For a testing script on how we scaled the bin sizes just check the test_features.py file. A sample is shown in the following figures:

There we have the histograms for the Hue and NormalX parts of the feature vector, each with the base size of 255 and 250, respectively, and downsampled to 64 and 50.

SVM model parameters

The other parameters we had to tune were the SVM parameters of the classifier, which consists of :

Kernel : linear, rbf and poly. Depending of the kernel we may use the gamma and degree parameters ( if we use rbf or poly as kernels )
Regularization : Amount of regularization for our model

We explain in the next subsection how we tuned these parameters.

Parameter tuning and experiments

Taking all the mentioned parameters into account we proceed to make experiments by running several training sessions and checking which combination yield better results. The full implementation of our experiments can be found in the PClassifierSVM.py file.

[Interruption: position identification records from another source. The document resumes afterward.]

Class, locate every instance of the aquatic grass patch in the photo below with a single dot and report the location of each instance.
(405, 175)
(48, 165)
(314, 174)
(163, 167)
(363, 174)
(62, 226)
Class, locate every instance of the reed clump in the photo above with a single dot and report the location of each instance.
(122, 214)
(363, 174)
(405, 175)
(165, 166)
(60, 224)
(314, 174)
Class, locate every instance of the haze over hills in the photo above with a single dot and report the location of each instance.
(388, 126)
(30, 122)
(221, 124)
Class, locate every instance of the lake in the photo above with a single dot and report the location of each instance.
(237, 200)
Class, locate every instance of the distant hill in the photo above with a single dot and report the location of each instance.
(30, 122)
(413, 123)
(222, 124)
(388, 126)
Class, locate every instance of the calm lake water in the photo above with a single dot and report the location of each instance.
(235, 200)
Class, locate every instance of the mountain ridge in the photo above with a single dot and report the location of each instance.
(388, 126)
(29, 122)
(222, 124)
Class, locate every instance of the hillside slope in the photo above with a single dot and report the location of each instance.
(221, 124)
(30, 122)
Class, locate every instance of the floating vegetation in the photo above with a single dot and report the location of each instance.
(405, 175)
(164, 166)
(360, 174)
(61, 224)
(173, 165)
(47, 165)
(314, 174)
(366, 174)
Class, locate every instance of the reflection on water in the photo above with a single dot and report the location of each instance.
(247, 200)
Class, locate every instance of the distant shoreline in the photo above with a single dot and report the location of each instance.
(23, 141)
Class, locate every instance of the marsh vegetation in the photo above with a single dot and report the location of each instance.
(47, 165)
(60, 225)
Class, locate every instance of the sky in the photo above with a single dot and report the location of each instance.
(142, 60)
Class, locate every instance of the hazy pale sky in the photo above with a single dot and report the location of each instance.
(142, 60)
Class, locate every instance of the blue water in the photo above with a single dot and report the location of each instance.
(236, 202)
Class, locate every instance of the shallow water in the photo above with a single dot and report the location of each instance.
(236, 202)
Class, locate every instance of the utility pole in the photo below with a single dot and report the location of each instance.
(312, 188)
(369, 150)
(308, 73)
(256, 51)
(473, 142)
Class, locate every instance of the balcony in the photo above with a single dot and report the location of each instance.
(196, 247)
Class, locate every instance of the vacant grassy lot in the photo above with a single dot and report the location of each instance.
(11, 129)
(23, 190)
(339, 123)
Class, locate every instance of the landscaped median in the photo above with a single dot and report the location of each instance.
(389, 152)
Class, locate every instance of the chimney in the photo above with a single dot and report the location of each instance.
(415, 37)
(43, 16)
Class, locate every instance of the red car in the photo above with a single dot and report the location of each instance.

We encapsulated all these parameters into a session object, which also includes other elements, like the data batch used, resulting accuracy, trained model, etc.

class PSession :
    
    def __init__( self ) :
        # svm model 
        self.model = None
        # input and output converters
        self.inScaler = None
        self.outEncoder = None
        # k-fold cross validator
        self.kf = None
        # scores and predictions
        self.scores = None
        self.predictions = None
        self.accuracyScore = None

        # training data
        self.trainX = None
        self.trainY = None

        # session parameters
        self.nbinsColors = 1
        self.nbinsNormals = 1
        self.kernel = 'linear'
        self.gamma = 1.0
        self.C = 1.0
        self.degree = 1
        self.dataPercent = 0.5
        self.trainSize = 0

We defined a training schedule for the options we could take, and generated sessions based on this schedule. This can be found in the startTrainingSchedule method, which defines all the options for the experiments.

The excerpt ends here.